なぜに姉はゴカイに強く惹かれているんだろうか。


渋々参加した私は数時間後、姉への尊敬と感謝でいっぱいになるほど、想像を絶する素晴らしいものを知り、目の当たりにした。
それはそれは熱いランデブーであり、ゴカイのことを「あいつ」とか言う私はとんでもない愚か者だったのだ。

「ゴカイ先生」と呼ばれる先生のゴカイについての説明は、嗚咽を堪えるほどの感動的なものだった。
ゴカイの命は1年。普段は泥や砂の中にいる彼らは、生殖群泳の2ヶ月前から姿を変えていく。
目は大くなり、足は泳げる仕様に、臓器や皮膚をうんと小さくし、からだをほぼ生殖機能に変えて、大潮の夜、水面へと向かう。
メスのゴカイは、きれいな緑色になる。緑色は卵の色だ。からだはほぼ、卵になるのだ。
教室での説明が終わったあと、いよいよ本物を見に行く。
河口付近の水中のライトのまわりで、川底から這い出てきた何匹もの緑色のゴカイがウニョウニョと漂い卵を撒き散らし、ピンク色っぽいオスのゴカイが精子をかける。
泳げなかった彼らは、からだを変えてでも泳ぐ。
命をかけた生殖群泳。

そして、彼らは全滅してしまう。

儚くて、切ない事実が目の前で起きていることに、胸がぎゅうっとなった。

ゴカイは、様々な魚に好んで食べられる。
私たちは、その魚を食べる。
ゴカイの命のゴール地点は、たくさんの命が繋がっていくスタート地点でもあるのだ。

帰り道、「ありがとう、本当に来てよかった。
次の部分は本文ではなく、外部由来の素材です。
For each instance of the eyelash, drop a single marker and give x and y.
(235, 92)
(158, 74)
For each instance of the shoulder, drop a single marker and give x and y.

」と、興奮し、何度も姉に感謝を伝えた。

そんな姉は、観察用にすくい上げられた水槽に入ったゴカイを食べてもいいのか質問し、
「たぶん大丈夫だけど、自己責任かな。」
の答えに、食べてみたい、と、緑色のメスのゴカイをジェノベーゼパスタを味見するようにちゅるんと食した。
磯の味みたいだったあのこ、2ヶ月かけて卵だらけになった生涯のクライマックスで、まさか人間の口に入るとは思いもしなかっただろうな、なんかごめんなさい、と複雑な思いを抱きながらも、その探究心に初めて心の底から姉を尊敬したのだった。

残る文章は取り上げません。